Une anomalie de froid a bouleversé la Rome antique en 43 avant J.-C., motif découvert

Cratère du volcan Okmok en Alaska (crédit : US Geological Survey)

Peu après la mort de Jules César (44 av. J.-C.), la Rome antique a connu une période exceptionnellement froide, à tel point que certains textes font état de pertes de récoltes, de famine, de maladies et même de troubles dans diverses régions de la Méditerranée.

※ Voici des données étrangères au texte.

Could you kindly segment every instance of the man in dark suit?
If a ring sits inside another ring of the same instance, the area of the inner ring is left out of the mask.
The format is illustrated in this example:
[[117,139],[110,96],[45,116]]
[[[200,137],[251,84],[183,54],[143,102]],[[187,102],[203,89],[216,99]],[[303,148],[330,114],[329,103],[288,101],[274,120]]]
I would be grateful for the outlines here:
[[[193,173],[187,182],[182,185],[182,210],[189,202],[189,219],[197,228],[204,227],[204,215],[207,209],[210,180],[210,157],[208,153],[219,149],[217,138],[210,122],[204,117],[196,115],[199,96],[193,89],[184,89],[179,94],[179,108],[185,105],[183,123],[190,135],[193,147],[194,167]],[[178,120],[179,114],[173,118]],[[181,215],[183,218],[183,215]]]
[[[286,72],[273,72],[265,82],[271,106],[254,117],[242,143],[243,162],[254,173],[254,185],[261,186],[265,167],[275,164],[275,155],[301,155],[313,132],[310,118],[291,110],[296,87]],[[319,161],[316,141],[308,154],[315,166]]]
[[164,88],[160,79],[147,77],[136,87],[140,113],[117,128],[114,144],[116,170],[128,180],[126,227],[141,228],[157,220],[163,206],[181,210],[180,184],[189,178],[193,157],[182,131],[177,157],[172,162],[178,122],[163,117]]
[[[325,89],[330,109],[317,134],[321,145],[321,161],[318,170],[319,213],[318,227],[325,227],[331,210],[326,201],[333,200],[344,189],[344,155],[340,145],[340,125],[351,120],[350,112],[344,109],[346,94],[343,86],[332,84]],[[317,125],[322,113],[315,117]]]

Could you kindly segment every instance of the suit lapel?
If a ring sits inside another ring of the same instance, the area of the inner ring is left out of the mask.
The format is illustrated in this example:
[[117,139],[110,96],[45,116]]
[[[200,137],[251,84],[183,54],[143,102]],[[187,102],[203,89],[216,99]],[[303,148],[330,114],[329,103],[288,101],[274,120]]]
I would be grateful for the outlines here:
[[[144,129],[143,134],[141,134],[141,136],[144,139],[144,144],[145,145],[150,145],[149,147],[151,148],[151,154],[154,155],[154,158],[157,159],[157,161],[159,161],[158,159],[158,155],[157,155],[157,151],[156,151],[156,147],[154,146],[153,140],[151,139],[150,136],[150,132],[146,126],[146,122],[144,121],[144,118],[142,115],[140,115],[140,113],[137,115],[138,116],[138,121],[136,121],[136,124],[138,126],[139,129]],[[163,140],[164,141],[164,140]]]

L’impact de ce froid anormal peut également avoir contribué à la chute de la République elle-même.
Qu’est-ce qui a pu provoquer ce froid anormal ?

Les scientifiques soupçonnent depuis longtemps que le coupable pourrait avoir été trouvé dans un volcan et une nouvelle étude est maintenant parue sur Actes de l’Académie nationale des sciencessuggère que ce volcan pourrait être l’Okmok, situé sur une des îles de la mer de Béring au large de l’Alaska, un volcan pratiquement à l’opposé du globe.
Les chercheurs, dirigés par Joe McConnell du Desert Research Institute de Reno, ont analysé, en les extrayant par des carottes de glace, des restes de cendres volcaniques prélevés dans les zones arctiques et ont établi un lien entre cette période de froid anormal de la Méditerranée et une évolution qui aurait dû se produire en 43 av.

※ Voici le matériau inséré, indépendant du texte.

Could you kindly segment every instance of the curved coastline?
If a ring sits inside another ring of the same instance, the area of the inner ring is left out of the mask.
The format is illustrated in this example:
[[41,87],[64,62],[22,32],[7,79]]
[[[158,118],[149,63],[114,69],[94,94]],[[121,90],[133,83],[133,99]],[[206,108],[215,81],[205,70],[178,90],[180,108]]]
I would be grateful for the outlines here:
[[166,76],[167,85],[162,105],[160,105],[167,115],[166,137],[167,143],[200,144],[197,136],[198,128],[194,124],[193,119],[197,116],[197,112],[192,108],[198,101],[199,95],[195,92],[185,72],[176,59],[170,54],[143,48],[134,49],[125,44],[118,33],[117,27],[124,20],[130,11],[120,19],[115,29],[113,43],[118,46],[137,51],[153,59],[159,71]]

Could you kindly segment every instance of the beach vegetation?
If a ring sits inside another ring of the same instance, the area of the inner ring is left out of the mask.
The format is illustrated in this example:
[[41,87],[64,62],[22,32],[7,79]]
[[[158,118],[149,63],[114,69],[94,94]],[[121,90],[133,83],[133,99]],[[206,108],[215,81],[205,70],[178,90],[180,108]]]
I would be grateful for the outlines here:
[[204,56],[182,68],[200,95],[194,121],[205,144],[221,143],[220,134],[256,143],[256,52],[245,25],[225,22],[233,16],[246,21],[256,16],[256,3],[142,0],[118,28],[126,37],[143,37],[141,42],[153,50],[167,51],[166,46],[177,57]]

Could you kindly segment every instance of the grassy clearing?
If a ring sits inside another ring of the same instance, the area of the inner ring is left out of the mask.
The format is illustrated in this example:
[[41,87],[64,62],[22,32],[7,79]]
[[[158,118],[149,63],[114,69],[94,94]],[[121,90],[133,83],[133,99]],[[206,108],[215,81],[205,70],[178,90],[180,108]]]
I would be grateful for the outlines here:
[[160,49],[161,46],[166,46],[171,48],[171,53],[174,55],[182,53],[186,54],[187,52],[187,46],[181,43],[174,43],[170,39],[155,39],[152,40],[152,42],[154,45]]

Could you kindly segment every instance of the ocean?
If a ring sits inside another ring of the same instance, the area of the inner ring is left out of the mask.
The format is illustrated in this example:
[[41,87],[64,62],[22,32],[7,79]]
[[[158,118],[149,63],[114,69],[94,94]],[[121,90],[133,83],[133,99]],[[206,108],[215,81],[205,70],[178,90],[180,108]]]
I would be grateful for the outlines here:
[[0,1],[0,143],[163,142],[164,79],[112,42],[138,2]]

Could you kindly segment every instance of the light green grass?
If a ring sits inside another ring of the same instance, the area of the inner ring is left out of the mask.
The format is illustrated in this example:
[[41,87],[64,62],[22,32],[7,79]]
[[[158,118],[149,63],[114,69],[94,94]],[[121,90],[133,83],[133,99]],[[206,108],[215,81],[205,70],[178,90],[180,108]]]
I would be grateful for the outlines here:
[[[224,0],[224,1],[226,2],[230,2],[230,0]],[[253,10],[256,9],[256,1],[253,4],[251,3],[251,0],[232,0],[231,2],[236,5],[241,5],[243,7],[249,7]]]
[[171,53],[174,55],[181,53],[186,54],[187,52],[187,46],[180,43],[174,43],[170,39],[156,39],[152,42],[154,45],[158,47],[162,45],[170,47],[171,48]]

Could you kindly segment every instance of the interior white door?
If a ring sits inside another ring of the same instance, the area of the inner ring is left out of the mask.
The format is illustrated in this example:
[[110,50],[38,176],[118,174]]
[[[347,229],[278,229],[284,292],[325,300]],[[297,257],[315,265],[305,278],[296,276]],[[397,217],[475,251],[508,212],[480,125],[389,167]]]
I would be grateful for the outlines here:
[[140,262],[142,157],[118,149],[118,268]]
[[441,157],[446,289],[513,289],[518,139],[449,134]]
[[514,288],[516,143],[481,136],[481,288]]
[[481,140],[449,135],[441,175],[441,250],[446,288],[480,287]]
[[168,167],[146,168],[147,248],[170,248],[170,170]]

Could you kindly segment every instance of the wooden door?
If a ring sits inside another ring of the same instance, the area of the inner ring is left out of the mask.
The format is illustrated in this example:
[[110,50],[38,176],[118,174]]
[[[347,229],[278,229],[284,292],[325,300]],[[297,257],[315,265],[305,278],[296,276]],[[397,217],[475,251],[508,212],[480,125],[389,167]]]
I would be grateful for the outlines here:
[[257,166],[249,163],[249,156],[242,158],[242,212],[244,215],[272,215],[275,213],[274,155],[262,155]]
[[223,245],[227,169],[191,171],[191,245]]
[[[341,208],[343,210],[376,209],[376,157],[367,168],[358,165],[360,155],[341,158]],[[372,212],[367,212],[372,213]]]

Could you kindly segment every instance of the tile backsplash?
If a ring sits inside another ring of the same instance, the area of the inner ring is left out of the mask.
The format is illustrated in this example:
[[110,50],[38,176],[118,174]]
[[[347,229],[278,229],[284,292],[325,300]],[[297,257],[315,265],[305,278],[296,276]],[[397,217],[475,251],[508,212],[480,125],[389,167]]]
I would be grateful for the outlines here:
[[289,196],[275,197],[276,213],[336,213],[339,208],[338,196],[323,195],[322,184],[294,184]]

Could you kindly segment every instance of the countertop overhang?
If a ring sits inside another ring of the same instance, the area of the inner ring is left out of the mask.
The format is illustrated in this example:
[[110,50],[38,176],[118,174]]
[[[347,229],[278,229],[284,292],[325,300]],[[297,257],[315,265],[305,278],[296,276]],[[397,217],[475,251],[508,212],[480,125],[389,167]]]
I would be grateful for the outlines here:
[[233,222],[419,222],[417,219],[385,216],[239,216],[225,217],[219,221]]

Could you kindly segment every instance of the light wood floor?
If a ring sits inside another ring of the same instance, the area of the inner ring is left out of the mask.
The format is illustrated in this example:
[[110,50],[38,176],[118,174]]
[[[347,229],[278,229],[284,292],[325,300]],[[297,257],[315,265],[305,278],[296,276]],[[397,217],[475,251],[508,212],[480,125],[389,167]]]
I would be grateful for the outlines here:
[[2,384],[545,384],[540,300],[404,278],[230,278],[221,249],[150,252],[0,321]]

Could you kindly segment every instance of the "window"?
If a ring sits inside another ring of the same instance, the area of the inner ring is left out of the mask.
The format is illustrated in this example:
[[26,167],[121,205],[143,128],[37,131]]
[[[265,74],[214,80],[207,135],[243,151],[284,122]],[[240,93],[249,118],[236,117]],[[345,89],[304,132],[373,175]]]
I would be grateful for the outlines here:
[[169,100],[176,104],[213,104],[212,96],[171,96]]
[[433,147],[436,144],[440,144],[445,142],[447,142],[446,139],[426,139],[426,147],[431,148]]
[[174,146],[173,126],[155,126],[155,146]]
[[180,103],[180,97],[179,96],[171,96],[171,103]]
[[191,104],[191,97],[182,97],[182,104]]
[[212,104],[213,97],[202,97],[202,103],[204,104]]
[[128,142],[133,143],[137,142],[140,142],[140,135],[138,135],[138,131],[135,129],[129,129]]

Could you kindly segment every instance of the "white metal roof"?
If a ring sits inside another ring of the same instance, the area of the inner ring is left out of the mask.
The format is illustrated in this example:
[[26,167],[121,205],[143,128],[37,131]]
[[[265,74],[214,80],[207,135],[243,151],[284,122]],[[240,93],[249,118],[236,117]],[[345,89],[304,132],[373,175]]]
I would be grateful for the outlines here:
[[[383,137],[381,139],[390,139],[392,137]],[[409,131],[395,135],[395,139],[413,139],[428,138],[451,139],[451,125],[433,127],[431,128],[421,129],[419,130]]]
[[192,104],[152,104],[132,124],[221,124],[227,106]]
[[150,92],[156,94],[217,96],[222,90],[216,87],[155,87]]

Les chercheurs ont trouvé une couche de cendres volcaniques exceptionnellement bien préservée dans l’un des échantillons de glace qu’ils ont analysés et, grâce à de nouvelles mesures plus approfondies, ont identifié deux éruptions distinctes du volcan Okmok : une éruption de courte durée et presque localisée en 45 avant J.-C. et une autre plus puissante, avec des retombées globales de plus de deux ans, en 43 avant J.-C.
L’analyse d’autres échantillons a confirmé que cette deuxième éruption pourrait avoir été l’une des plus importantes de ces 2500 dernières années.

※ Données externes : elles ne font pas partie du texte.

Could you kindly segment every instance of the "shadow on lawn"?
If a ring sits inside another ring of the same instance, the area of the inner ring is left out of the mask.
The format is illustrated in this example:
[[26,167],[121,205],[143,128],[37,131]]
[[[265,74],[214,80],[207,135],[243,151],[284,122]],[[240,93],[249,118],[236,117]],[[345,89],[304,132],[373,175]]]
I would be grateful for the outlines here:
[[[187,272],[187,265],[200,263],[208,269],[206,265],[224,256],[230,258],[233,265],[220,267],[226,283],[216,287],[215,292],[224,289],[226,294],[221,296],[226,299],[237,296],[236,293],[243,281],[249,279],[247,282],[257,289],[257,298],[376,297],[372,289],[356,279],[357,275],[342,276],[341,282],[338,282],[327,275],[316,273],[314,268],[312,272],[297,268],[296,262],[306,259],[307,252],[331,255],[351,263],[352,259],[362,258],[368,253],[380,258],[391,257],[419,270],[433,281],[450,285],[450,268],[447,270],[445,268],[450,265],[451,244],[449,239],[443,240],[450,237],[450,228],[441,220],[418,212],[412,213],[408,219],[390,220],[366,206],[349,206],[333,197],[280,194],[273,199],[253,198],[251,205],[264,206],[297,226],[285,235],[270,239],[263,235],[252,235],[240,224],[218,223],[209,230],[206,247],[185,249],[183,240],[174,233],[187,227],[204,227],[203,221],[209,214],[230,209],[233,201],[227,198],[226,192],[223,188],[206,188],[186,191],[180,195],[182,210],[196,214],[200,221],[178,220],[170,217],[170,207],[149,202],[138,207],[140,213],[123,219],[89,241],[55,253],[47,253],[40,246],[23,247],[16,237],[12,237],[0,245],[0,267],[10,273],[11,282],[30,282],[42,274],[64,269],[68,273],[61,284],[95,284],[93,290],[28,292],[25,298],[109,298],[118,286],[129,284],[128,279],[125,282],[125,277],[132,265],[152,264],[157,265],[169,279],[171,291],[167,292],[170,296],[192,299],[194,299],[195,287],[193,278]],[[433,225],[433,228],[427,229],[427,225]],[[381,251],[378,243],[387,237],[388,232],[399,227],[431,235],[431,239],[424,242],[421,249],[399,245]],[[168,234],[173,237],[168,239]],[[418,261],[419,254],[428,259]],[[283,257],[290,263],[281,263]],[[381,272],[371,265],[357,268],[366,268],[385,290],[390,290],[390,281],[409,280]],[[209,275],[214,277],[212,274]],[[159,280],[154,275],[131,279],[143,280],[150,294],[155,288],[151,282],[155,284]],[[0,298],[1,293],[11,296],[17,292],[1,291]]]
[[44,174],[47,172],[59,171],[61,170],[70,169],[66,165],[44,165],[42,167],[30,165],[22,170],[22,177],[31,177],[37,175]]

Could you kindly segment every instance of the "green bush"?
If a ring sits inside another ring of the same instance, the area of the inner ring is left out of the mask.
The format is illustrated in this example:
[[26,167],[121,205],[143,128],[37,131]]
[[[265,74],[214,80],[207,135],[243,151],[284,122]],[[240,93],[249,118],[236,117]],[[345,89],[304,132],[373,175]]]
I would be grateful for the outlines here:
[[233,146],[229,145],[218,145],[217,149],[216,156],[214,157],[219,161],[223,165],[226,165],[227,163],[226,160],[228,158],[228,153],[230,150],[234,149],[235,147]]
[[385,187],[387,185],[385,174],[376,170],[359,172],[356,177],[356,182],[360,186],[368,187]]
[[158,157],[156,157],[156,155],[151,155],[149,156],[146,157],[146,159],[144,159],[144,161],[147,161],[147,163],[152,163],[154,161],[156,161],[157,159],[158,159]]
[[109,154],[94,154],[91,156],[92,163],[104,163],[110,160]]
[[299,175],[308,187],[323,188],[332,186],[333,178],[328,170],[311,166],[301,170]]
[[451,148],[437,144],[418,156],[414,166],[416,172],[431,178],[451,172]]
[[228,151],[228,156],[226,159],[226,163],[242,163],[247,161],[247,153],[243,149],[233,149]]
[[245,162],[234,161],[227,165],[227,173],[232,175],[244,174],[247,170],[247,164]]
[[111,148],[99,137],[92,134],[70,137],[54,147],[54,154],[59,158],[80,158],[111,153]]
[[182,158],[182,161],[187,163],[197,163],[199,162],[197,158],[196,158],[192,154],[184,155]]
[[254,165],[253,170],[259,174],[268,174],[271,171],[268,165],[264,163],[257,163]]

« Nous avons comparé l’empreinte chimique des tefras (restes de cendres volcaniques, n.d.r.) trouvés dans la glace avec les tefras des volcans que l’on pensait en éruption à cette époque et il était très clair que la source des retombées de 43 avant J.-C. dans la glace était l’éruption d’Okmok II.
D’après les modèles qu’ils ont ensuite réalisés, la deuxième éruption du volcan Okmok a dû avoir des influences mondiales puisque les deux années qui ont suivi l’événement ont été parmi les plus froides jamais ressenties dans l’hémisphère nord au cours des 2500 dernières années, tandis que la décennie qui a suivi l’événement a été la quatrième plus froide.

Les températures moyennes saisonnières devraient avoir baissé de 7°C par rapport à la normale en été et en automne. Les précipitations ont augmenté de façon spectaculaire (de 50 à 120 % dans toute l’Europe du Sud pendant l’été et jusqu’à 400 % en automne).
Il s’agissait de conditions très humides et froides, même au printemps, qui ont fortement réduit les récoltes et aggravé les problèmes d’approvisionnement alimentaire avec les bouleversements politiques conséquents et inévitables, comme l’explique Andrew Wilson, archéologue à l’université d’Oxford. Les famines ont touché non seulement Rome et ses zones d’influence, mais aussi l’Égypte et d’autres populations méditerranéennes.